Hybrid Global-Local Representation with Augmented Spatial Guidance for Zero-Shot Referring Image Segmentation
Ting Liu, Siyuan Li
TL;DR
The paper tackles zero-shot referring image segmentation by addressing mask feature quality and spatial alignment. It introduces a training-free hybrid global-local feature extraction framework that fuses region-specific and context-aware information from CLIP, paired with a spatial guidance augmentation that leverages spatial relationships, coherence, and positional cues. Through extensive experiments on RefCOCO, RefCOCO+, RefCOCOg, and PhraseCut, the method achieves substantial improvements over state-of-the-art zero-shot RIS baselines, demonstrating strong cross-dataset generalization and effectiveness without additional training. This work provides a versatile framework for region-text alignment, enhancing cross-modal understanding with practical implications for visual grounding and human-computer interaction.
Abstract
Recent advances in zero-shot referring image segmentation (RIS), driven by models such as the Segment Anything Model (SAM) and CLIP, have made substantial progress in aligning visual and textual information. Despite these successes, the extraction of precise and high-quality mask region representations remains a critical challenge, limiting the full potential of RIS tasks. In this paper, we introduce a training-free, hybrid global-local feature extraction approach that integrates detailed mask-specific features with contextual information from the surrounding area, enhancing mask region representation.

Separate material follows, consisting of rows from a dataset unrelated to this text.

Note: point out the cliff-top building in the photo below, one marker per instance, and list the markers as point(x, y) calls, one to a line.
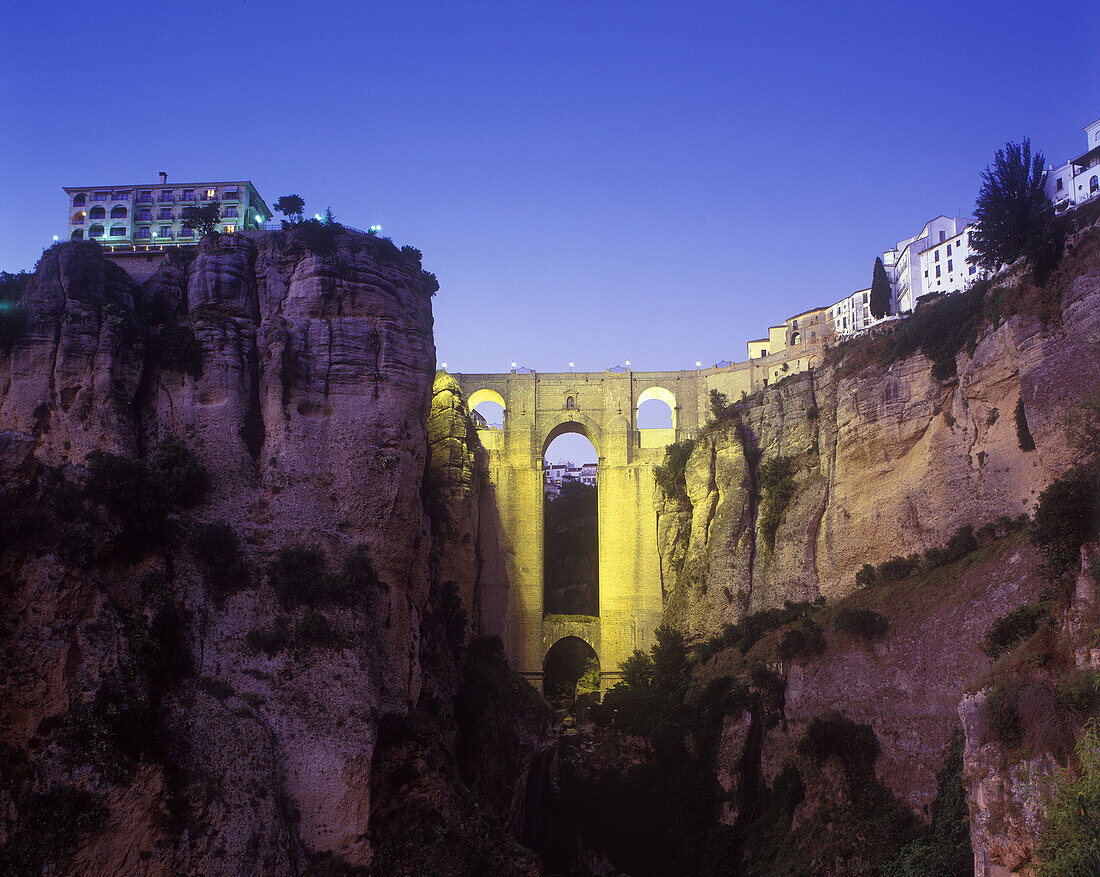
point(150, 216)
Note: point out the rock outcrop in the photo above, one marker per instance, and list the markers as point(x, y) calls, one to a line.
point(308, 406)
point(887, 462)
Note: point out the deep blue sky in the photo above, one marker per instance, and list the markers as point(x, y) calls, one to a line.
point(592, 182)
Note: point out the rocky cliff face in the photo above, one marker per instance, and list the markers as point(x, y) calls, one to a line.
point(297, 368)
point(886, 462)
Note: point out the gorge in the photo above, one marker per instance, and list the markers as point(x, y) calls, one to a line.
point(257, 561)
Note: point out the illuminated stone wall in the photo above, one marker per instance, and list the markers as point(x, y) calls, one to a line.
point(602, 406)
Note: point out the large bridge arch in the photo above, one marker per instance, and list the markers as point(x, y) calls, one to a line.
point(603, 407)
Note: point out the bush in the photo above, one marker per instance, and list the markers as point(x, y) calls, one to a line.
point(898, 568)
point(1068, 514)
point(177, 349)
point(670, 475)
point(944, 850)
point(271, 640)
point(1023, 434)
point(219, 551)
point(833, 735)
point(133, 495)
point(298, 576)
point(180, 474)
point(1003, 715)
point(1069, 845)
point(802, 642)
point(1011, 629)
point(777, 479)
point(861, 622)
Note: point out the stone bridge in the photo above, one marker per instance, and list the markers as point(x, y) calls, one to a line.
point(603, 406)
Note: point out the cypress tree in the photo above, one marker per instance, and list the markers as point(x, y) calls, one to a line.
point(880, 292)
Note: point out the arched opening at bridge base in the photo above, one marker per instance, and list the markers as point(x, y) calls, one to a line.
point(571, 675)
point(570, 524)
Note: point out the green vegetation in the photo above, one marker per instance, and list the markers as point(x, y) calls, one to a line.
point(880, 291)
point(218, 550)
point(803, 640)
point(751, 628)
point(1011, 629)
point(670, 475)
point(176, 348)
point(183, 478)
point(833, 735)
point(944, 848)
point(1023, 434)
point(777, 480)
point(299, 576)
point(12, 316)
point(290, 206)
point(1069, 845)
point(861, 622)
point(1014, 216)
point(1067, 515)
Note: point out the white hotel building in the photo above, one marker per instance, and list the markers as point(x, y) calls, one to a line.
point(146, 216)
point(1077, 181)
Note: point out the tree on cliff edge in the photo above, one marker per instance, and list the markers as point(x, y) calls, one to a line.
point(880, 292)
point(1014, 215)
point(292, 207)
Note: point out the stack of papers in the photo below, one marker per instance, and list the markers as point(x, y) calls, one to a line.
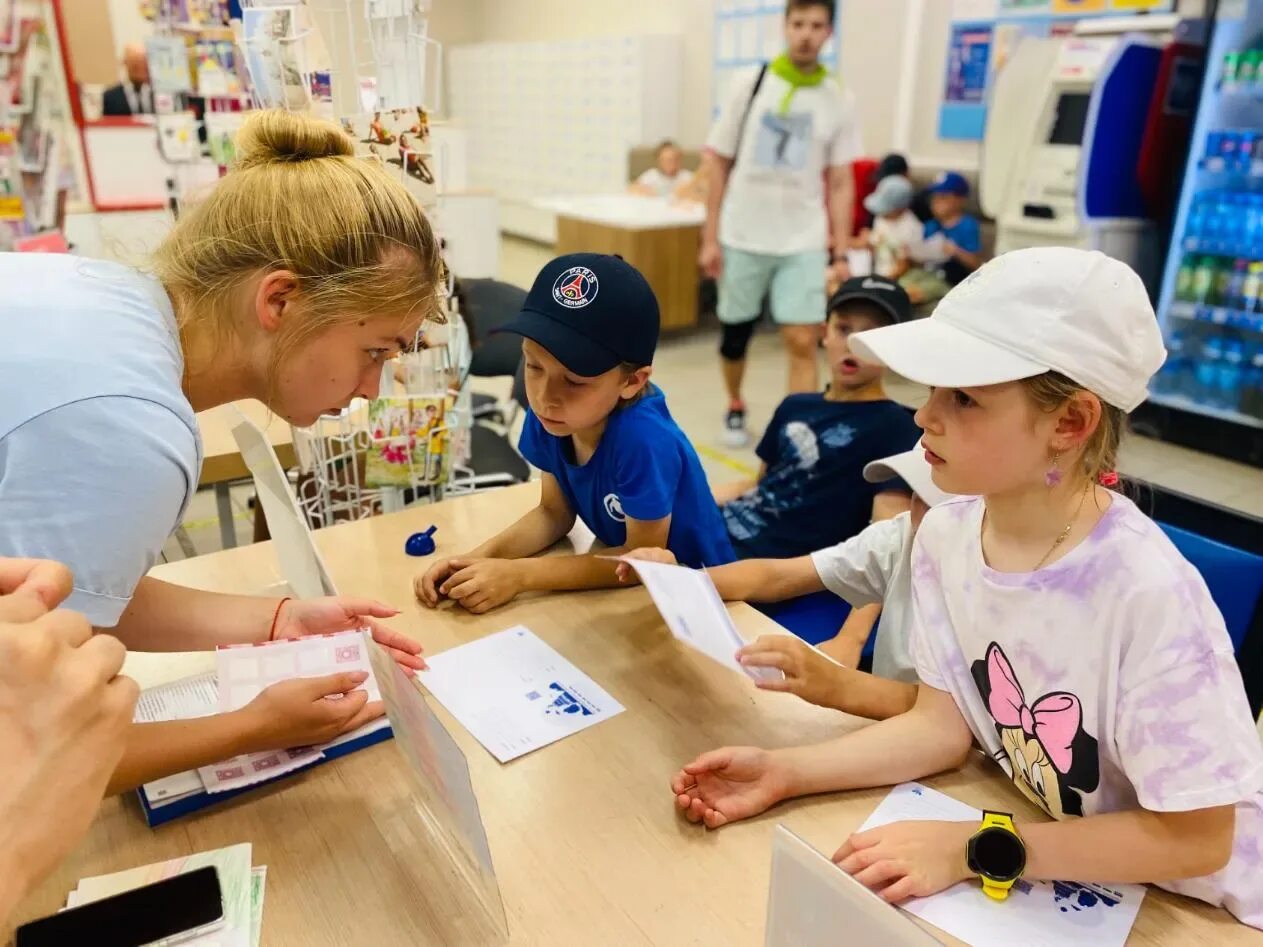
point(1046, 913)
point(696, 615)
point(240, 883)
point(514, 693)
point(241, 673)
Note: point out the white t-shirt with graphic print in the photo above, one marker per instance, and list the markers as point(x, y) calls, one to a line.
point(1100, 683)
point(774, 200)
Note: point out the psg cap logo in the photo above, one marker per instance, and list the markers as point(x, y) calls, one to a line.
point(575, 288)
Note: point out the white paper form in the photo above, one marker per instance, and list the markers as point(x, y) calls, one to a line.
point(179, 700)
point(696, 615)
point(514, 693)
point(1035, 914)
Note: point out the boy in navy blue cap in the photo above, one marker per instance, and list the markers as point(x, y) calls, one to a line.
point(961, 241)
point(601, 436)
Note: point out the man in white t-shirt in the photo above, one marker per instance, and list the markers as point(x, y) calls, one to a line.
point(783, 130)
point(667, 174)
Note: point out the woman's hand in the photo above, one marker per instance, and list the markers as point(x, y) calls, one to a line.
point(729, 784)
point(308, 711)
point(627, 573)
point(807, 673)
point(334, 614)
point(908, 859)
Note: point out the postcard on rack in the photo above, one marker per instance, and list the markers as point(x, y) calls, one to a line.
point(514, 693)
point(408, 441)
point(273, 56)
point(1050, 913)
point(696, 615)
point(399, 139)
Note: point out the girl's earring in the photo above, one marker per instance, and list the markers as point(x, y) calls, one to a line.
point(1052, 476)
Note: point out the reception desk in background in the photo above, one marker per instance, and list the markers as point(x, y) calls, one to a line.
point(125, 169)
point(658, 238)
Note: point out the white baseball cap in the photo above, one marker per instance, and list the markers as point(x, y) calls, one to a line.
point(913, 469)
point(1047, 308)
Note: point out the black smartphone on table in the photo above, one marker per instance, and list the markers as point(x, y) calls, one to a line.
point(162, 913)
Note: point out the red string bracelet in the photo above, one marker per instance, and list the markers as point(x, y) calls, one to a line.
point(272, 634)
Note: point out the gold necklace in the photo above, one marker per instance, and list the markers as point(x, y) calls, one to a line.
point(1065, 533)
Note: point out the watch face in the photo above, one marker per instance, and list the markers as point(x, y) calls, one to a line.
point(997, 854)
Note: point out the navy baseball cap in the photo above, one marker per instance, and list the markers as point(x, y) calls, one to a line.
point(879, 291)
point(591, 312)
point(949, 182)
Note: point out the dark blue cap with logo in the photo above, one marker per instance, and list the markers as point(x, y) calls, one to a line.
point(591, 312)
point(949, 182)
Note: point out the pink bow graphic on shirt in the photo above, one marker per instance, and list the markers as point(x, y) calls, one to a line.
point(1052, 720)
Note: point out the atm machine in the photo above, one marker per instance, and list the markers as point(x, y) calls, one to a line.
point(1064, 131)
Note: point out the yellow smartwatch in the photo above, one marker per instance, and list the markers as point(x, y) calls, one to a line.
point(997, 854)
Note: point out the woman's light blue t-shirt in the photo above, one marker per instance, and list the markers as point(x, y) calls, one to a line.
point(99, 446)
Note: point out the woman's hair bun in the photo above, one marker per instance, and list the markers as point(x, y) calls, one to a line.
point(277, 136)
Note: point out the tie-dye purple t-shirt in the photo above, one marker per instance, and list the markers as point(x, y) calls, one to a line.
point(1100, 683)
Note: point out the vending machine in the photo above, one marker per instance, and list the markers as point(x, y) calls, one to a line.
point(1210, 392)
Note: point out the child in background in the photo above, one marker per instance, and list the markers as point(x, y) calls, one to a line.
point(896, 229)
point(601, 436)
point(1053, 623)
point(667, 177)
point(952, 243)
point(811, 490)
point(870, 568)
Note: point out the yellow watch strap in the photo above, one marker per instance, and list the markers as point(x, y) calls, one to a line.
point(998, 820)
point(998, 890)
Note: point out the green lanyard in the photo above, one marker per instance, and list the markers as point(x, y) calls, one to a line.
point(786, 70)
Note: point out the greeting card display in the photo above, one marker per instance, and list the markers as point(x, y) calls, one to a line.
point(409, 441)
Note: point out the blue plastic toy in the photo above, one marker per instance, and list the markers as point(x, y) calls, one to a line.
point(421, 543)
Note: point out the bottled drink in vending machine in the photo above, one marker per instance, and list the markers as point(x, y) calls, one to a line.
point(1195, 227)
point(1247, 139)
point(1252, 388)
point(1223, 283)
point(1184, 278)
point(1232, 66)
point(1204, 282)
point(1253, 288)
point(1235, 293)
point(1230, 375)
point(1206, 374)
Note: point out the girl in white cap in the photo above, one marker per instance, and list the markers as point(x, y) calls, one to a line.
point(1053, 623)
point(870, 568)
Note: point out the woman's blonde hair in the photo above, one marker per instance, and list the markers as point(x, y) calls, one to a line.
point(1100, 451)
point(298, 200)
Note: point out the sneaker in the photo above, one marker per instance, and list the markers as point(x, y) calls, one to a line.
point(734, 429)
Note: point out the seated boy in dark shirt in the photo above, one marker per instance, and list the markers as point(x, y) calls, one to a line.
point(811, 490)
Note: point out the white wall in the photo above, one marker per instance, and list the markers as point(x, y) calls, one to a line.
point(129, 25)
point(532, 20)
point(893, 56)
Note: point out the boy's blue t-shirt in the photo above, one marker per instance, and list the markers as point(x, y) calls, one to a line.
point(968, 235)
point(644, 469)
point(814, 494)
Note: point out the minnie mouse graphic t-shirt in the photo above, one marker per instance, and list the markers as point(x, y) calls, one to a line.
point(1100, 683)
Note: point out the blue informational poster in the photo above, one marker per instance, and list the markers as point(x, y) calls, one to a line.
point(969, 53)
point(968, 58)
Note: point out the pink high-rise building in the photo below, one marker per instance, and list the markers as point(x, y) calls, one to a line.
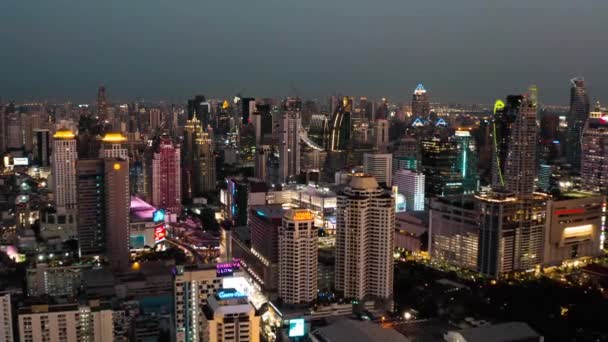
point(166, 176)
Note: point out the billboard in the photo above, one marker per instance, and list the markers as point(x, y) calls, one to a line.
point(19, 161)
point(226, 269)
point(160, 234)
point(158, 216)
point(296, 327)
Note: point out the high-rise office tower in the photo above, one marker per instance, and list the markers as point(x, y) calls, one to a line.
point(6, 316)
point(289, 139)
point(102, 104)
point(14, 132)
point(166, 176)
point(421, 107)
point(365, 229)
point(155, 119)
point(229, 316)
point(579, 111)
point(411, 185)
point(382, 138)
point(247, 109)
point(438, 162)
point(511, 232)
point(467, 161)
point(113, 145)
point(379, 165)
point(91, 206)
point(192, 288)
point(340, 125)
point(198, 161)
point(594, 162)
point(298, 257)
point(117, 205)
point(64, 169)
point(515, 132)
point(200, 109)
point(67, 322)
point(41, 148)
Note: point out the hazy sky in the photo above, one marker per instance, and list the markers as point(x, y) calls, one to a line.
point(463, 50)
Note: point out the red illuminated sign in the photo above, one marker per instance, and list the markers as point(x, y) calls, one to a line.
point(569, 211)
point(160, 233)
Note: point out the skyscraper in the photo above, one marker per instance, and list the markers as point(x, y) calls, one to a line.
point(166, 176)
point(594, 162)
point(411, 185)
point(289, 139)
point(91, 206)
point(382, 137)
point(365, 229)
point(199, 160)
point(579, 111)
point(102, 104)
point(340, 126)
point(467, 161)
point(64, 169)
point(379, 165)
point(421, 107)
point(41, 148)
point(298, 257)
point(117, 205)
point(113, 145)
point(200, 109)
point(515, 132)
point(439, 163)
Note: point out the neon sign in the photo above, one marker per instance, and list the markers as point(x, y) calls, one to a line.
point(231, 294)
point(160, 234)
point(158, 216)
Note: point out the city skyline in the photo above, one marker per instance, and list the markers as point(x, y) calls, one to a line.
point(462, 53)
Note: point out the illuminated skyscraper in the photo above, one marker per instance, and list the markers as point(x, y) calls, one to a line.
point(421, 107)
point(117, 205)
point(198, 162)
point(365, 231)
point(579, 111)
point(113, 145)
point(515, 132)
point(467, 161)
point(411, 185)
point(166, 176)
point(91, 206)
point(200, 109)
point(379, 165)
point(439, 163)
point(340, 126)
point(298, 257)
point(102, 104)
point(41, 147)
point(289, 139)
point(382, 137)
point(64, 169)
point(594, 162)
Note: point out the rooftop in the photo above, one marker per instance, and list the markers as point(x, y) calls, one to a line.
point(348, 330)
point(504, 332)
point(64, 134)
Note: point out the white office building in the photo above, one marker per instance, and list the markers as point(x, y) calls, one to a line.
point(229, 317)
point(66, 323)
point(411, 185)
point(298, 257)
point(379, 165)
point(365, 232)
point(64, 170)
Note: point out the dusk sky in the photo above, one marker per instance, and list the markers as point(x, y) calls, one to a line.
point(466, 51)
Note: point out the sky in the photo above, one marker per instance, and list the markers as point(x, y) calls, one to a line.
point(463, 51)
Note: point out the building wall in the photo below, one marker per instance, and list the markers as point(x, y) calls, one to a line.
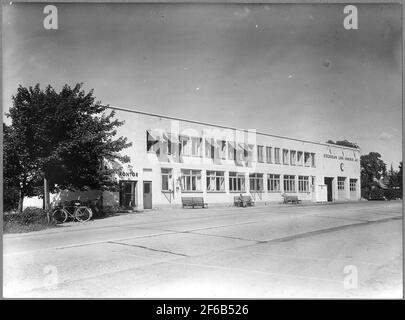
point(330, 161)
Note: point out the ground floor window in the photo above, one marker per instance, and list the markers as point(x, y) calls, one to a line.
point(256, 182)
point(341, 183)
point(353, 184)
point(166, 179)
point(273, 182)
point(190, 180)
point(236, 181)
point(303, 183)
point(289, 183)
point(215, 181)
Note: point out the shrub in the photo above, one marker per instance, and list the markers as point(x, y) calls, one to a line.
point(392, 194)
point(377, 194)
point(31, 219)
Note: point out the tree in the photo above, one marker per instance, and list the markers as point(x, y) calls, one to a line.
point(63, 138)
point(372, 167)
point(344, 143)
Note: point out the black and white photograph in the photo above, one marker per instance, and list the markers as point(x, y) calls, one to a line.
point(195, 150)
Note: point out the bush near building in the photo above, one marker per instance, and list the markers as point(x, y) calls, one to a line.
point(31, 219)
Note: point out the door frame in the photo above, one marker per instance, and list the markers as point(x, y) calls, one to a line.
point(134, 197)
point(150, 192)
point(329, 188)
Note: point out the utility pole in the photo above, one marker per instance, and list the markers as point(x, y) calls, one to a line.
point(46, 194)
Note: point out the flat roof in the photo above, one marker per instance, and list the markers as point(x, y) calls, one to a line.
point(225, 127)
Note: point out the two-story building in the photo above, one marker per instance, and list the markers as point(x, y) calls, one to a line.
point(173, 158)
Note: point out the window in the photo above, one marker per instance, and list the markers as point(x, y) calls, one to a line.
point(277, 155)
point(341, 183)
point(256, 182)
point(196, 146)
point(260, 154)
point(353, 184)
point(167, 181)
point(293, 158)
point(152, 142)
point(210, 148)
point(190, 180)
point(289, 183)
point(231, 151)
point(299, 158)
point(236, 182)
point(268, 154)
point(313, 160)
point(251, 148)
point(285, 156)
point(215, 181)
point(303, 183)
point(307, 159)
point(222, 149)
point(273, 182)
point(185, 146)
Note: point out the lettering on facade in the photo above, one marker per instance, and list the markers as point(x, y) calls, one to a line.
point(331, 156)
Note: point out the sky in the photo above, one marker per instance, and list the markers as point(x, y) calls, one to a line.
point(283, 69)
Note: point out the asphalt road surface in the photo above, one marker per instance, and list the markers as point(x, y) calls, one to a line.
point(351, 250)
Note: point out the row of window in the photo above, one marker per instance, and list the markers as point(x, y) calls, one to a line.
point(342, 181)
point(220, 149)
point(191, 180)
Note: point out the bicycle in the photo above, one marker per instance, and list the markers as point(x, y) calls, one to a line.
point(80, 213)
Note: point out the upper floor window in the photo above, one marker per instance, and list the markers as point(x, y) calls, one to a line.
point(307, 159)
point(231, 151)
point(285, 156)
point(268, 155)
point(299, 158)
point(293, 157)
point(277, 155)
point(152, 142)
point(313, 160)
point(260, 154)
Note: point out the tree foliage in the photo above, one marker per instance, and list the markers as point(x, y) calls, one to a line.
point(372, 166)
point(61, 136)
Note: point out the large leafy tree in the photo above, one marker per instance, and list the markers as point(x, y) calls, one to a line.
point(61, 137)
point(372, 166)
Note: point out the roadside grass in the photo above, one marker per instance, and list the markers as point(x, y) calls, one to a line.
point(31, 219)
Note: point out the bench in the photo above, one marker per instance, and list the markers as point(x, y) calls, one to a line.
point(193, 202)
point(243, 201)
point(292, 199)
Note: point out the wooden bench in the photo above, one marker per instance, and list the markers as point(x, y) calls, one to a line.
point(193, 202)
point(243, 201)
point(292, 199)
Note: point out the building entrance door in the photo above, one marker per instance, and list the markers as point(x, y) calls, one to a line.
point(329, 185)
point(127, 194)
point(147, 194)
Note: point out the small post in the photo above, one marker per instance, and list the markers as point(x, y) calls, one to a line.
point(46, 195)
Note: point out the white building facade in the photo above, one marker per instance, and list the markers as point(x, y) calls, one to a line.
point(174, 158)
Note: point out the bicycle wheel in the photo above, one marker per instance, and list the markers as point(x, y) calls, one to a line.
point(59, 215)
point(83, 214)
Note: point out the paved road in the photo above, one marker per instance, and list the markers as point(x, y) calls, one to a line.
point(259, 252)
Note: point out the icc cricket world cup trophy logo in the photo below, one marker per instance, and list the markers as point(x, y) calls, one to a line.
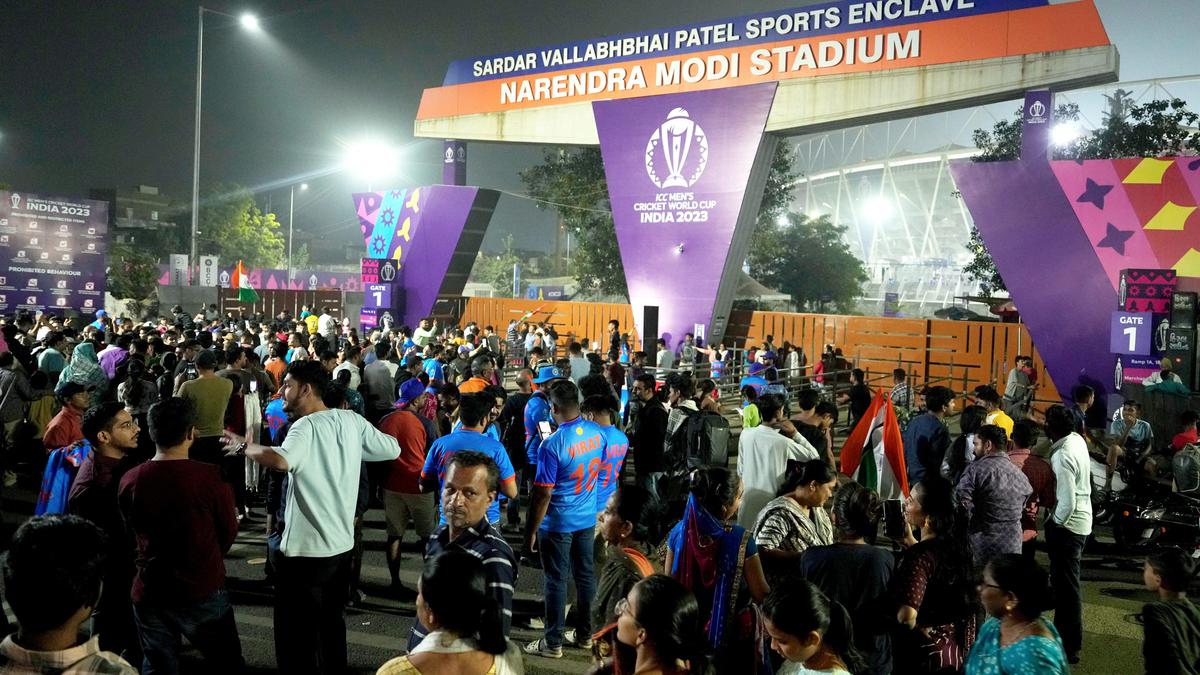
point(672, 144)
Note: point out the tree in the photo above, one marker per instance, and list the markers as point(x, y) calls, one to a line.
point(1156, 129)
point(300, 257)
point(497, 269)
point(233, 228)
point(809, 260)
point(132, 275)
point(573, 183)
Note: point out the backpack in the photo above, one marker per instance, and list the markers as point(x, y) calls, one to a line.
point(702, 438)
point(1186, 467)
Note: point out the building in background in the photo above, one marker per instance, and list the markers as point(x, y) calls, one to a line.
point(141, 216)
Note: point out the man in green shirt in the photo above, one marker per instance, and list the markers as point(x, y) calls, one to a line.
point(210, 394)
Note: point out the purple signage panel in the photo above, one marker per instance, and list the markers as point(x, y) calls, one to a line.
point(1037, 119)
point(678, 167)
point(431, 234)
point(1131, 333)
point(1068, 308)
point(52, 252)
point(454, 162)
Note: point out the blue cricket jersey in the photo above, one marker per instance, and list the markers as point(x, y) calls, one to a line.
point(569, 463)
point(537, 410)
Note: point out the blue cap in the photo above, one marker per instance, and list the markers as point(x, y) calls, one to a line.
point(411, 389)
point(547, 372)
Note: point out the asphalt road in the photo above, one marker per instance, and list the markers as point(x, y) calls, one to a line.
point(378, 628)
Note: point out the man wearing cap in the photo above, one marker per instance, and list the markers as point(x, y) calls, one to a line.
point(99, 324)
point(402, 496)
point(66, 428)
point(483, 369)
point(538, 411)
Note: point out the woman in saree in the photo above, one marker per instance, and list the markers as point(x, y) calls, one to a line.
point(718, 561)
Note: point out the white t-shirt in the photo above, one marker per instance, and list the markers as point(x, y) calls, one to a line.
point(325, 452)
point(762, 459)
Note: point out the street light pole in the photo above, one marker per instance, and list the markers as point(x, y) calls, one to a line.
point(292, 221)
point(196, 148)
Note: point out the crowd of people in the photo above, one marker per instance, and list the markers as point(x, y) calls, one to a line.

To further strengthen alignment between mask regions and referring expressions, we propose a spatial guidance augmentation strategy that improves spatial coherence, which is essential for accurately localizing described areas. By incorporating multiple spatial cues, this approach facilitates more robust and precise referring segmentation. Extensive experiments on standard RIS benchmarks demonstrate that our method significantly outperforms existing zero-shot RIS models, achieving substantial performance gains. We believe our approach advances RIS tasks and establishes a versatile framework for region-text alignment, offering broader implications for cross-modal understanding and interaction. Code is available at https://github.com/fhgyuanshen/HybridGL .